Geographic data models

Raster data

Juan Carlos Villaseñor-Derbez (JC)

Intro slide

We mentioned that spatial data can be represented in a vector model, or a raster model
We focused on vector data, which is represented by points, lines, polygons (and combination of these)
In R, we use the simple features standard to work with vector data via the sf package
sf objects have three main components:
- CRS
- geometry
- attributes

Raster data model

The world with the continuous grid of cells (gridcells, grid cells, grid-cells, or pixels)
All pixels are the same size¹
For 99% of the cases grid cells will be squares

Code

rsmaes_poly_coords <- st_polygon(
  x = list(
    matrix(
      data = c(
        -80.163017, 25.733950,
        -80.164236, 25.732816,
        -80.163772, 25.732353,
        -80.163924, 25.732148,
        -80.163455, 25.731597,
        -80.162187, 25.731605,
        -80.160968, 25.732172,
        -80.163017, 25.733950),
      ncol = 2,
      byrow = T)),
  dim = "XY") |> 
  st_sfc(crs = 4326)

rsmaes_poly <- st_sf(id = "Rosenstiel (polygon)",
                     geometry = rsmaes_poly_coords)

mapview(rsmaes_poly)

Code

rsmaes_rast <- rasterize(
  x = vect(rsmaes_poly),
  y = rast(resolution = 0.0001,
           crs = "EPSG:4326",
           val = 0,
           xmin = -80.168, xmax = -80.155,
           ymin = 25.730, ymax = 25.735),
  field = 1)

names(rsmaes_rast) <- "Rosenstiel"
rsmaes_rast[is.na(rsmaes_rast)] <- 0

mapview(rsmaes_rast,
        legend = F)

Components of a raster

Typically two components:
- Header (“metadata” with CRS, extent, and origin)
- Matrix (the actual “data” we want to represent)
x-coordinates = columns
y-coordinates = rows

GFW 1: Trees

Tree cover in the year 2000, defined as canopy closure for all vegetation taller than 5m in height.

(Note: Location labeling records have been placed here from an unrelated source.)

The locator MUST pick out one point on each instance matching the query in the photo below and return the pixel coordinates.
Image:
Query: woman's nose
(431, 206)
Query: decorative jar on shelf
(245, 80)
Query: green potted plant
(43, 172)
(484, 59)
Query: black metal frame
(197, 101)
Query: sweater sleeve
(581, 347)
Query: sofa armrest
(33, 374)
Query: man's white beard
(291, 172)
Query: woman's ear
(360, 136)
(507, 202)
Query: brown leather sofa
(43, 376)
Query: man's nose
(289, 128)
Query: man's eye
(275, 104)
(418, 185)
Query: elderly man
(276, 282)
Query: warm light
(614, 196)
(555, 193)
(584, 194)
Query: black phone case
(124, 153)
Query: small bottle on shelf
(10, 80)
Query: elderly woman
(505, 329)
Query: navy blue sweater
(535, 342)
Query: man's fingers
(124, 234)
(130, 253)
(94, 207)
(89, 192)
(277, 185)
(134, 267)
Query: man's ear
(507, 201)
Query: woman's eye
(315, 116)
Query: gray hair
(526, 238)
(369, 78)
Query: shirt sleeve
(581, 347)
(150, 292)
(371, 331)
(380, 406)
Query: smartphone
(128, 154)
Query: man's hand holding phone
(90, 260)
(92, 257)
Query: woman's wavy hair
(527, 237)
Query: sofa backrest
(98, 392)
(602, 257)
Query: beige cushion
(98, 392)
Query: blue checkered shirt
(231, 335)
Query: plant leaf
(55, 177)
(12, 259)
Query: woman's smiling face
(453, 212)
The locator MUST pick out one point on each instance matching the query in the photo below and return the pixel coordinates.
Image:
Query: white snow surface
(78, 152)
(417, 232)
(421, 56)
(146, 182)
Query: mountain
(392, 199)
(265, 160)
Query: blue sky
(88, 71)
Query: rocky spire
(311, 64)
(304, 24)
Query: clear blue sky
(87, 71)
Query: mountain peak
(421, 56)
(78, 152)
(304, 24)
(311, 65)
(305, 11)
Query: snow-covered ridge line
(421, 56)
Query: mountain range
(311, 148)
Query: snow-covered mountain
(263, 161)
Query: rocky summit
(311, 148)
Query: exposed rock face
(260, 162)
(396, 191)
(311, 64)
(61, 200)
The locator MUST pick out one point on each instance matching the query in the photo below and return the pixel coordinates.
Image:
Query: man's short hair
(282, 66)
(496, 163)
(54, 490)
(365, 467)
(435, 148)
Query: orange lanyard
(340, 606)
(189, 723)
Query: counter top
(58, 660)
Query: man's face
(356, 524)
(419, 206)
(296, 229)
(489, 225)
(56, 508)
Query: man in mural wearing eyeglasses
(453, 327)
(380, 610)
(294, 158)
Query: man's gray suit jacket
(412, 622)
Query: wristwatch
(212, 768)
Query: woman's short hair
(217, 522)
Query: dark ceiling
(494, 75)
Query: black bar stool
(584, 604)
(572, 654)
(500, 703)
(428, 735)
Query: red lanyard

Encoded as a percentage per output grid cell, in the range 0–100.

Code

tc <- rast(here("data/Hansen_GFC2015_treecover2000_00N_080W.tif"))

tc

class       : SpatRaster 
dimensions  : 40000, 40000, 1  (nrow, ncol, nlyr)
resolution  : 0.00025, 0.00025  (x, y)
extent      : -80, -70, -10, 0  (xmin, xmax, ymin, ymax)
coord. ref. : lon/lat WGS 84 (EPSG:4326) 
source      : Hansen_GFC2015_treecover2000_00N_080W.tif 
name        : Hansen_GFC2015_treecover2000_00N_080W

Let’s check the resolution and number of cells

Code

0.00025 * 111.31 * 1000

[1] 27.8275

Code

plot(tc)

Download data from GFW earthengine portal

Why are rasters faster?

There is a fundamental relationship between resolution, extent, and origin:

\[ \mathrm{resolution} = \frac{x_{max} - x_{min}}{n_{col}} , \frac{y_{max} - y_{min}}{n_{row}} \]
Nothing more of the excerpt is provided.